Vagal nerve stimulation via an implantable system is one of the hottest areas in the field of heart failure, the electrophysiologist said. Two major trials are ongoing: the Sorin-sponsored VANGUARD (Vagal Nerve Stimulation: Safeguarding Heart Failure Patients) trial, and INNOVATE HF (Increase of Vagal Tone in CHF), sponsored by Biocontrol Medical.

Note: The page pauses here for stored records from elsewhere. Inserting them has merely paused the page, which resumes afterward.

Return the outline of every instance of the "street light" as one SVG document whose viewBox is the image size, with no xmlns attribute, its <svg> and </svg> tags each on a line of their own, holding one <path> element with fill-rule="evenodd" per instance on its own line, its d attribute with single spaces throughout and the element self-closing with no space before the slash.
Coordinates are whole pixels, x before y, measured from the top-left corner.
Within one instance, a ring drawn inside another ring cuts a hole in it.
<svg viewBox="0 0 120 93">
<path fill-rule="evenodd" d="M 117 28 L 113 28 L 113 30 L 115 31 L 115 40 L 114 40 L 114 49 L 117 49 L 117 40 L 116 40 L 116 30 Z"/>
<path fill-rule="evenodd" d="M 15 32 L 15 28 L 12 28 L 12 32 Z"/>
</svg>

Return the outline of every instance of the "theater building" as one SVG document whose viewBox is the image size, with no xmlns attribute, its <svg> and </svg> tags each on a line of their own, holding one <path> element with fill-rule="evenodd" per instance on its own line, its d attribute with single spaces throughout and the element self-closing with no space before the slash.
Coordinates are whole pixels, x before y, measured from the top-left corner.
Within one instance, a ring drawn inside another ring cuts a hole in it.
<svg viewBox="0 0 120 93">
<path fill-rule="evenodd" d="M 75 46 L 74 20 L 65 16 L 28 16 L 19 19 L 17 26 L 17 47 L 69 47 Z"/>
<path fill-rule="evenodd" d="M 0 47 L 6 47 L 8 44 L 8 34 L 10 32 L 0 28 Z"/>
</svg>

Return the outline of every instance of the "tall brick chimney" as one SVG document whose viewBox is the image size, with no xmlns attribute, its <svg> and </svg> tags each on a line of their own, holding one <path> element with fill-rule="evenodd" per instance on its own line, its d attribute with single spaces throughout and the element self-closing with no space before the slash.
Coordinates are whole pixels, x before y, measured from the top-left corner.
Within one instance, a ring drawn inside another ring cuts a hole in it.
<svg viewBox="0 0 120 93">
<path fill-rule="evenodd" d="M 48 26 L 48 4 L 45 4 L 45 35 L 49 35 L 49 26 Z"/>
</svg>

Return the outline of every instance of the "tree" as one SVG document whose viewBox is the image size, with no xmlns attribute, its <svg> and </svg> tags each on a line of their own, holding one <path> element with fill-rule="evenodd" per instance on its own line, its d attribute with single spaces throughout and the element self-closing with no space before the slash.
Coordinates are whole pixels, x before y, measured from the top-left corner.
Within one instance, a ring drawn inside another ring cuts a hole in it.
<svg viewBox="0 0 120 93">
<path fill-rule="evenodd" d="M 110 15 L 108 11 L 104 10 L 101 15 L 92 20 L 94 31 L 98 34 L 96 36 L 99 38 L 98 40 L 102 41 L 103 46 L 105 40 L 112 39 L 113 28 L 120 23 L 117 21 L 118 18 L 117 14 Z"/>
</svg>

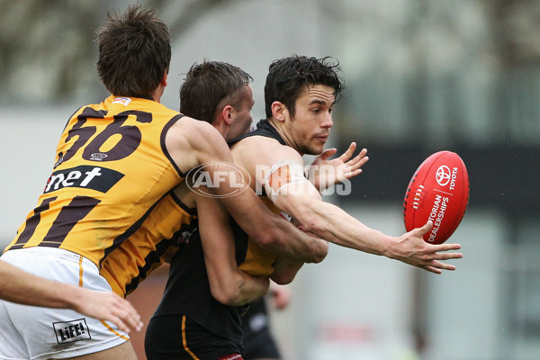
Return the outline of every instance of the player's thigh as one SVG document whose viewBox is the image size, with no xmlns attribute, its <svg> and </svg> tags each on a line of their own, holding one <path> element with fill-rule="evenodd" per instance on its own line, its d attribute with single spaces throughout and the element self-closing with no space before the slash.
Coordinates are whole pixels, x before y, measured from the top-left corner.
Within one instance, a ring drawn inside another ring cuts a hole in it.
<svg viewBox="0 0 540 360">
<path fill-rule="evenodd" d="M 131 346 L 130 341 L 100 351 L 98 353 L 88 354 L 82 356 L 70 357 L 73 360 L 137 360 L 137 354 Z"/>
</svg>

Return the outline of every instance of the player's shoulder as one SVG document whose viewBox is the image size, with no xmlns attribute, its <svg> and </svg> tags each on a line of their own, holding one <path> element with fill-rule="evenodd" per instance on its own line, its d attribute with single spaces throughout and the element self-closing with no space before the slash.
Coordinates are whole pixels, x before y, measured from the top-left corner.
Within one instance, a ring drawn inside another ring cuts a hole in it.
<svg viewBox="0 0 540 360">
<path fill-rule="evenodd" d="M 191 140 L 194 142 L 212 139 L 217 135 L 220 133 L 212 124 L 189 116 L 183 116 L 167 131 L 167 136 Z"/>
</svg>

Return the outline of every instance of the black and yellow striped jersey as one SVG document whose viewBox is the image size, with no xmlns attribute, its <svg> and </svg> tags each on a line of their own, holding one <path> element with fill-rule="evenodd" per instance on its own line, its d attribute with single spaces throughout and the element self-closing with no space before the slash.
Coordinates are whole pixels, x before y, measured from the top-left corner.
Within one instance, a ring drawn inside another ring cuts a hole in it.
<svg viewBox="0 0 540 360">
<path fill-rule="evenodd" d="M 150 99 L 111 95 L 68 122 L 54 170 L 6 248 L 59 248 L 98 266 L 184 181 L 165 146 L 183 115 Z"/>
</svg>

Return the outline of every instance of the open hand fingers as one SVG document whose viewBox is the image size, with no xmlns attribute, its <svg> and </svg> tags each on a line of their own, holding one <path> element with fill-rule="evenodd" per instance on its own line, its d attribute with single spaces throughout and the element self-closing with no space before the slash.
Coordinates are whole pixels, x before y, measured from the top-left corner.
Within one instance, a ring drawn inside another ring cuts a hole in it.
<svg viewBox="0 0 540 360">
<path fill-rule="evenodd" d="M 355 153 L 356 149 L 356 143 L 351 142 L 351 145 L 349 145 L 349 148 L 347 148 L 346 151 L 344 152 L 343 154 L 341 154 L 341 156 L 338 158 L 345 163 L 346 160 L 351 158 L 351 157 Z"/>
<path fill-rule="evenodd" d="M 336 148 L 327 148 L 326 150 L 324 150 L 323 152 L 321 152 L 320 154 L 319 154 L 317 156 L 317 158 L 320 159 L 320 160 L 326 160 L 327 158 L 328 158 L 332 155 L 336 154 L 337 151 L 338 151 L 338 149 Z"/>
</svg>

St. Jude’s Nanostim and Medtronic’s Micra are very small leadless devices implanted in the right ventricular apex via minimally invasive techniques. Both devices are investigational in the United States, although the Nanostim is approved in Europe. Clinical interest is enormous because lead-related problems have always been the Achilles’ heel of pacemaker therapy. While the Nanostim and Micra can be utilized only for single right ventricular pacing in VVI or VVIR mode, Dr. Lindsay said further advances, including leadless dual-chamber sensing and pacing and biventricular pacing, are likely.
He reported serving as a consultant to Biosense Webster, Boston Scientific, and Medtronic.